There is no greater pain than the death of a loved one and chief among them is the death of your own child. When I received the news that Judah's life support was to be turned off I cried inconsolably, not so much for Judah but for my daughter because I couldn't erase the image in my mind's eye of her weeping inconsolably over the death of her son. Even now it's hard to type these words as I have to look through the tears which cloud my eyes.
The tears never go away. It's been over 40 years since that day when I was a boy running home as fast as I could to tell his mother that her other son was dead and yet I still cry from time to time. The pain is long gone but the love for my brother is not and that is why I cry. I know my daughter will cry. She will cry often and when she least expects it, not because something reminds her of the pain but because something reminds her of how much she loves her son. That is why I cry too, because the death of my grandson reminds me of how much I love my daughter.
Perhaps that's why my stepdaughter, Stevie, and I have such a close bond. We've both had the experience of witnessing the tragic and violent death of a loved one. At approximately the same age as I was when I witnessed the tragic accident involving my brother, Stevie witnessed the tragic and senseless death of her father when an accidental gunshot exploded his head. I lost my first love the same way, an accidental gunshot to the head in the 4th grade. Later, I lost another of my childhood sweethearts when she was just 16. She was burned alive while attempting to rescue a baby from a house fire.
It wasn't that long ago I was in my daughter's position, helplessly watching and praying for a miracle as my own child lay on a table barely visible through all the tubes and hardware of the life support machine that kept her alive. I remember well the ache I felt in my heart as I longed to hold my baby in my arms but couldn't. I remember the feeling of being willing to pay any price, even willingly giving my own life, if it would buy the life of my child. I remember the feeling that time was standing still and yet racing at the same time, as I poured out my heart to God and hung on every word the doctors said while trying to make sense of it all.

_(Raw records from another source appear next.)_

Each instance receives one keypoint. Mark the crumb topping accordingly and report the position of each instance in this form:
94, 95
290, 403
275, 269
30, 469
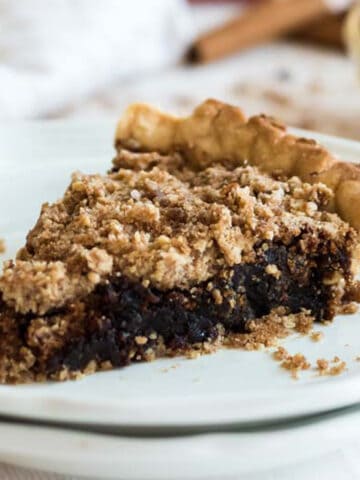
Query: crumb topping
163, 224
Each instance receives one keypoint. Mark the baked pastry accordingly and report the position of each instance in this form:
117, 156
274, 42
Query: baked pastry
205, 228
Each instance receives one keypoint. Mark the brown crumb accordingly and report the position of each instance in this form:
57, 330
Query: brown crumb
323, 366
316, 336
295, 363
280, 354
338, 369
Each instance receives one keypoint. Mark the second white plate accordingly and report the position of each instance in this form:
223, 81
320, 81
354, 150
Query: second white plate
227, 387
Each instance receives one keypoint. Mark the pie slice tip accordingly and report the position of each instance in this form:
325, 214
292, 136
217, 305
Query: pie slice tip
208, 230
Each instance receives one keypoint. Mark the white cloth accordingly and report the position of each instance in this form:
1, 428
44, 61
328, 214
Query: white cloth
58, 52
339, 465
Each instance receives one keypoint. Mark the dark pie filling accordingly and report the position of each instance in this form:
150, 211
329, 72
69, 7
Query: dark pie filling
119, 312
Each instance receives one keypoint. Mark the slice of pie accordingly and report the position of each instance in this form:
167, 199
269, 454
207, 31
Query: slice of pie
206, 227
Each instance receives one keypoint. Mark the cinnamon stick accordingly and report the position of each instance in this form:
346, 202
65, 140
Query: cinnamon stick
257, 24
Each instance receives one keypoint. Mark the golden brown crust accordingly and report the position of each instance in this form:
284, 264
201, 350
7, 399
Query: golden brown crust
217, 132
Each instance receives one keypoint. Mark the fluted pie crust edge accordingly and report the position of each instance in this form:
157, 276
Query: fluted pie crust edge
218, 132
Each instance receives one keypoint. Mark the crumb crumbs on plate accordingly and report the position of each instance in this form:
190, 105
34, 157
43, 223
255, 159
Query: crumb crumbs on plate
316, 336
323, 366
298, 362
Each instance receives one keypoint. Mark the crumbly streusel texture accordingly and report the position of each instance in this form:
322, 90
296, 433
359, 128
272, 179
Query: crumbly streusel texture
164, 255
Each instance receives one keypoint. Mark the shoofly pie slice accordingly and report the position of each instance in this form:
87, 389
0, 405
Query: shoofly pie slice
206, 229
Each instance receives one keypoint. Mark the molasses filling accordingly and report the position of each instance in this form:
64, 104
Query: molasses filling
163, 256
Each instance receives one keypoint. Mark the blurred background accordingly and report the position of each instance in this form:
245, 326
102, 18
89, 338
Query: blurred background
89, 59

I remember too the feeling, if I could only trade places with my daughter on that table, if I could only take her place. It's a universal, even if irrational, thought that occurs to virtually all parents in this situation. It's a solution that seems to be indelibly written on our hearts, perhaps because our Maker put it there when He chose that solution to save us.

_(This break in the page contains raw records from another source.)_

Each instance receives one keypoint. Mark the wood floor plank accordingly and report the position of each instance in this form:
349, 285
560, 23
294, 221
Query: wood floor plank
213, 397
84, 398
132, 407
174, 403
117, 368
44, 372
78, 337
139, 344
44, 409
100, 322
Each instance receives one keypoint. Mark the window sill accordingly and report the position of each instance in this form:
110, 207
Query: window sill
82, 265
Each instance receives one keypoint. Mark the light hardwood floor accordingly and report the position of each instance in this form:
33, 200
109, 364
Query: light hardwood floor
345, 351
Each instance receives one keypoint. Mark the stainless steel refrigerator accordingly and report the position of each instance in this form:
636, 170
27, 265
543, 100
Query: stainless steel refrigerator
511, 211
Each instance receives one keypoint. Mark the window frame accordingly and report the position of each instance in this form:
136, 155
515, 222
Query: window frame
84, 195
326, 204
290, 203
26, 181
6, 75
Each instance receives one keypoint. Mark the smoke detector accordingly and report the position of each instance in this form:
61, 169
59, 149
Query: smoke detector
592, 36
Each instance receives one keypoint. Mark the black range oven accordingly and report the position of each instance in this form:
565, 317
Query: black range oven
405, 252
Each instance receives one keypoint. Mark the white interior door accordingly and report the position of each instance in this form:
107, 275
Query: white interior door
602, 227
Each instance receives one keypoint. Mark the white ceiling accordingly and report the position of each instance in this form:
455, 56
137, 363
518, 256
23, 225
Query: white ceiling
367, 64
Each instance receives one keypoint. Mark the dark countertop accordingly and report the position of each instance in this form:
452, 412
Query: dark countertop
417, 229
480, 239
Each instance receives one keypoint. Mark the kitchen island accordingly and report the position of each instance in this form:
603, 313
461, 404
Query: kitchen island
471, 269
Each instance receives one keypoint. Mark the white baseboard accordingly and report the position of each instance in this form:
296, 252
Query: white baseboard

Ultimately, as I watched helplessly as my daughter, Emma, fought for her life and as I witnessed the loved ones in my life die, there were no answers, no profound sense that there was a purpose in it. There was just a deep understanding that tragedy is no respecter of persons and that, no matter what the outcome, the only thing that matters is love.

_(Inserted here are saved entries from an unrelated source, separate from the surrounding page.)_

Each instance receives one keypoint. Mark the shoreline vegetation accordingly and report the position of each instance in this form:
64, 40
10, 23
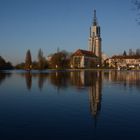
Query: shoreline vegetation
61, 60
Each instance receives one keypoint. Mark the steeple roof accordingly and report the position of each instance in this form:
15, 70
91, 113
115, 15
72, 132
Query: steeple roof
95, 19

I received the miracle I prayed for and my daughter didn't. There's no justice in that, no sense of closure and, in spite of the miracle I received, Emma will be forever blind and unable to perform even the most simple tasks for herself. There's no justice in that either. There is one thing, however, that my grandson's mother and I will forever have, something no person, nor circumstance, nor even death can take away from us, and that is the love we have for our children. Rachel weeps for her son and I weep for my daughter, Rachel, not because we hurt, because millions of people die and are tragically injured every day and we don't cry for them, but because we love. That is why I do not resent the tears that come out of nowhere from time to time as something triggers a memory about my brother. Rather, I welcome the tears because they remind me how much he was loved.
"Precious in the sight of the LORD is the death of his saints."